Genes involved in DC
||Alpha cardiac actin
||Ankyrin repeat domain-containing protein 1
||Cysteine- and glycine-rich protein 3
||Lysosome-associated membrane protein 2
||NADH dehydrogenase subunit 1
||NADH dehydrogenase subunit 5
||NADH dehydrogenase subunit 5
||Mitochondrial transfer RNA aspartic acid
||Mitochondrial transfer RNA histidine
||Mitochondrial transfer RNA isoleucine
||Mitochondrial transfer RNA lysine
||Mitochondrial transfer RNA leucine
||Mitochondrial transfer RNA leucine
||Mitochondrial transfer RNA methionine
||Mitochondrial transfer RNA glutamine
||Mitochondrial transfer RNA serine 1
||Mitochondrial transfer RNA serine 2
||Cardiac myosin binding protein C
||Beta myosin heavy chain
||RNA-binding motif protein 20
||Sodium channel, voltage-gated, type V, alpha subunit
||Troponin C, slow
||Cardiac troponin I
||Cardiac troponin T
||Z-band alternatively spliced PDZ motif-containing protein
Genetics of DCM
One-fifth to one-half of patients with DCM have a familial or genetic basis to their disease. Transmission can occur in an autosomal dominant, autosomal recessive or X-linked pattern, depending on the causative genetic abnormality, but autosomal dominant is most common. DCM is genetically heterogeneous and mutations in more than 20 genes have been described (Table: DCM Gene Panel). Many of these mutations have proved to be unique to individual families. It is believed that the abnormal proteins cause contractile dysfunction by impairing the production and/or transmission of force. Mutations in genes encoding sarcomeric proteins, such as a cardiac actin; ß -myosin; heavy chain a -tropomyosin; and troponins T and I account for the majority of identified mutations and are inherited in an autosomal dominant manner. Patients with genetic DCM may also exhibit skeletal myopathies, particularly Duchenne and Emery-Dreyfuss muscular dystrophy. Mutations in the gene encoding the nuclear envelope protein lamin A/C are inherited as an autosomal dominant trait; they are responsible for the development of DCM associated with atrioventricular (AV) conduction disorder and other electrophysiologic disturbances that may cause sudden cardiac death. Mutations in mitochondrial genes have also been reported in DCM and may be maternally inherited.

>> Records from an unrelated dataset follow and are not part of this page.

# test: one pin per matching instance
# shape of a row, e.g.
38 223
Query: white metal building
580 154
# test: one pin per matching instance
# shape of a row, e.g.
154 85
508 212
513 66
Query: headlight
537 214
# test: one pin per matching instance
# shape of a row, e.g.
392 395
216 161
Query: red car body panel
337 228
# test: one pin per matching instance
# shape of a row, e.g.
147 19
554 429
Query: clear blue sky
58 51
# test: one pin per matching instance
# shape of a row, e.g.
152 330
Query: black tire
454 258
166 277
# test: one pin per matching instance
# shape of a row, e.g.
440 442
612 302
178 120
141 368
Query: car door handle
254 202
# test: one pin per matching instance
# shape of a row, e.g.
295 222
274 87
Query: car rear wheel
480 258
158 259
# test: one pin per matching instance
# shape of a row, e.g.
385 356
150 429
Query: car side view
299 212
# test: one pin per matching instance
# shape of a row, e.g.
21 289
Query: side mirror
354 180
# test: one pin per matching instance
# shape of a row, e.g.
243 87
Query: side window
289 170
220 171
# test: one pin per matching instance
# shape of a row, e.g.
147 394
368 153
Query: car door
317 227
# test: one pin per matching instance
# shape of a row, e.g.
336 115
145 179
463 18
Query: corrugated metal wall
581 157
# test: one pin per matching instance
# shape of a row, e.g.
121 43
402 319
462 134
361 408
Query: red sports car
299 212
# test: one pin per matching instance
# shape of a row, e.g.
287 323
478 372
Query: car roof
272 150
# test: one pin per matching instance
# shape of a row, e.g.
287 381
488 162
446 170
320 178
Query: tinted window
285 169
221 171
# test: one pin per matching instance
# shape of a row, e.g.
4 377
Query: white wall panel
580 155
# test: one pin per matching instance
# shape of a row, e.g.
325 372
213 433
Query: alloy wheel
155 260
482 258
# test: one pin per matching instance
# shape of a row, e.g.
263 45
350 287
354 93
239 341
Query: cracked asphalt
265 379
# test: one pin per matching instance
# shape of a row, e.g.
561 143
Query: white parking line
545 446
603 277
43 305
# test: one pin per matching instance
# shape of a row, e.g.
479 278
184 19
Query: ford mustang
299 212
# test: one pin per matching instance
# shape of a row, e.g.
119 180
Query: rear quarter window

Genetic testing for Dilated Cardiomyopathy and its utility:
There are several reasons an individual or family may be referred for genetic testing in DCM. Genetic testing in a clinically affected patient can clarify the diagnosis, assist in treatment decisions and stratify risk management. Diagnostic genetic testing may be considered for patients who clinically manifest with symptoms of DCM and for asymptomatic family members of patients with a known mutation. Testing should be performed first on the family member who is symptomatic, i.e. has clinical manifestations of DCM. Preferably, the youngest of most severely affected family members should be tested first. The three possible outcomes of genetic testing are: positive, negative, and variant of unknown clinical significance (VOUS). Identification of a mutation in the family can lead to genetic identification of at risk family members who are clinically asymptomatic and who may have normal echocardiograms. Family members who test positive for the familial mutation should receive regular echocardiographic surveillance. Alternatively, a negative genetic test result for the familial mutation would obviate the need for repeated follow-up examinations. Genetic testing can also be used for prenatal diagnosis, if desired. All patients who undergo genetic testing should receive pre-test and post-test genetic counseling to understand the implications of testing.